Your scrape or scratch will probably heal in a week or so, depending on how large it is (the larger it is, the longer it takes). If you have other medical problems, it may take longer to heal. If your wound hasn't healed after 2 weeks, call your healthcare provider.


Call your healthcare provider right away if:

  • You start to have any signs or symptoms of infection.
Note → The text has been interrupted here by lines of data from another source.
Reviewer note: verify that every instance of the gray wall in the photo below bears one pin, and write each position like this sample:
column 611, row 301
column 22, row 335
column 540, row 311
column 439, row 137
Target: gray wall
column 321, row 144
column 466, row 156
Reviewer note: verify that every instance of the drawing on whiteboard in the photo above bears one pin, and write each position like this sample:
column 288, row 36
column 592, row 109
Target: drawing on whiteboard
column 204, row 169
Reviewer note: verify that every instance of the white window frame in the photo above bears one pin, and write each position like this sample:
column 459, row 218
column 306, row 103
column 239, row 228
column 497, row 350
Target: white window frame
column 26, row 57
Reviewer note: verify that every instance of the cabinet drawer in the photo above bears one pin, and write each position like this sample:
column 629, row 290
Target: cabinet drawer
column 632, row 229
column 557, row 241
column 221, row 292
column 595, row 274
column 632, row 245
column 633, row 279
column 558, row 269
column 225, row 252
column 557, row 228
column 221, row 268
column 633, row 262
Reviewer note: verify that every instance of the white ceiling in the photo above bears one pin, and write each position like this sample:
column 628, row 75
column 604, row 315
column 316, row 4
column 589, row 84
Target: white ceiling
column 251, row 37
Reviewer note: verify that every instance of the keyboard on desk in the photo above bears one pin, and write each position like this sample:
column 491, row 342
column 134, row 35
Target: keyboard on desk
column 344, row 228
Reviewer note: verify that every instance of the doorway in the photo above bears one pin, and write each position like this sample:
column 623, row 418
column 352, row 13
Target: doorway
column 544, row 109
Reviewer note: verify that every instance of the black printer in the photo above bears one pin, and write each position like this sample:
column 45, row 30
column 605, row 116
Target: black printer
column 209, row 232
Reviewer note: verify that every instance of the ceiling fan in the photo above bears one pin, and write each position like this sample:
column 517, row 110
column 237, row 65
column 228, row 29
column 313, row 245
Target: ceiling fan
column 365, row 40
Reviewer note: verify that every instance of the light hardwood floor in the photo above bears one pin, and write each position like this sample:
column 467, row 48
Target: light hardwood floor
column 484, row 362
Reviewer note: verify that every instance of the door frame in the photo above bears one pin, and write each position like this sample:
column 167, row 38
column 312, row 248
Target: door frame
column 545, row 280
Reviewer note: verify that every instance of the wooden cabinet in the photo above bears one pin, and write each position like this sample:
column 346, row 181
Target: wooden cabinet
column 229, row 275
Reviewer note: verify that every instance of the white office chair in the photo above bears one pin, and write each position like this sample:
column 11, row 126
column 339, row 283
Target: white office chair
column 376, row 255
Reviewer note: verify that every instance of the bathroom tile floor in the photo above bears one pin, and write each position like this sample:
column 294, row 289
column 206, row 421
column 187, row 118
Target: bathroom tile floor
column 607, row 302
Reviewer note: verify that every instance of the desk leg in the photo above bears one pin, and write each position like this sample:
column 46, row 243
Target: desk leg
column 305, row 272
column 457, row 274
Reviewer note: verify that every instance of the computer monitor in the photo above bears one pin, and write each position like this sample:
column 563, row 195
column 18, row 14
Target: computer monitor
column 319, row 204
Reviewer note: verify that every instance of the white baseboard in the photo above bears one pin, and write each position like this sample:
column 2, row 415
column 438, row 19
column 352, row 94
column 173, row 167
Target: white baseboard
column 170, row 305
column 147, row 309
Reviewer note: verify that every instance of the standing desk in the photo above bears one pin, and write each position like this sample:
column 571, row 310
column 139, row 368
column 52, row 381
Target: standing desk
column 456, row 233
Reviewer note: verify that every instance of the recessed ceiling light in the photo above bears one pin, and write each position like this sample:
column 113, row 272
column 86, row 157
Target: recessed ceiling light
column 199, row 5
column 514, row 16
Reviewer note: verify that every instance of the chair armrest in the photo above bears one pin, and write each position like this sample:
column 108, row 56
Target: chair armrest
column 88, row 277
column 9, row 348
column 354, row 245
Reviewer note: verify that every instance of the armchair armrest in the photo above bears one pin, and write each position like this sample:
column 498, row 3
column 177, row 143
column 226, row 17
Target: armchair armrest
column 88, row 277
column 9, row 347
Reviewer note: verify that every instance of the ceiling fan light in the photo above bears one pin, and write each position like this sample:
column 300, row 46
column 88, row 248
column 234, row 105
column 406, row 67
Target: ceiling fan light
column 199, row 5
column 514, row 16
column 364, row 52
These include:
    • Your skin is redder or more painful.
    • You have red streaks from the wound going toward your heart.
    • The wound area is very warm to touch.
    • You have pus or other fluid coming from the wound area.
    • You have a fever higher than 101.5° F (38.6° C).
    • You have chills, nausea, vomiting, or muscle aches.
  • The wound seems to be opening up or you notice any drainage.
  • The wound bleeds for more than 10 minutes.
  • The stitches or staples are loose.
  • The adhesive film is loosening before it is supposed to.
  • You have any symptoms that worry you.

If you have any question about whether a wound needs to be treated, get it checked by your provider.


Disclaimer: This content is reviewed periodically and is subject to change as new health information becomes available. The information provided is intended to be informative and educational and is not a replacement for professional medical evaluation, advice, diagnosis or treatment by a healthcare professional.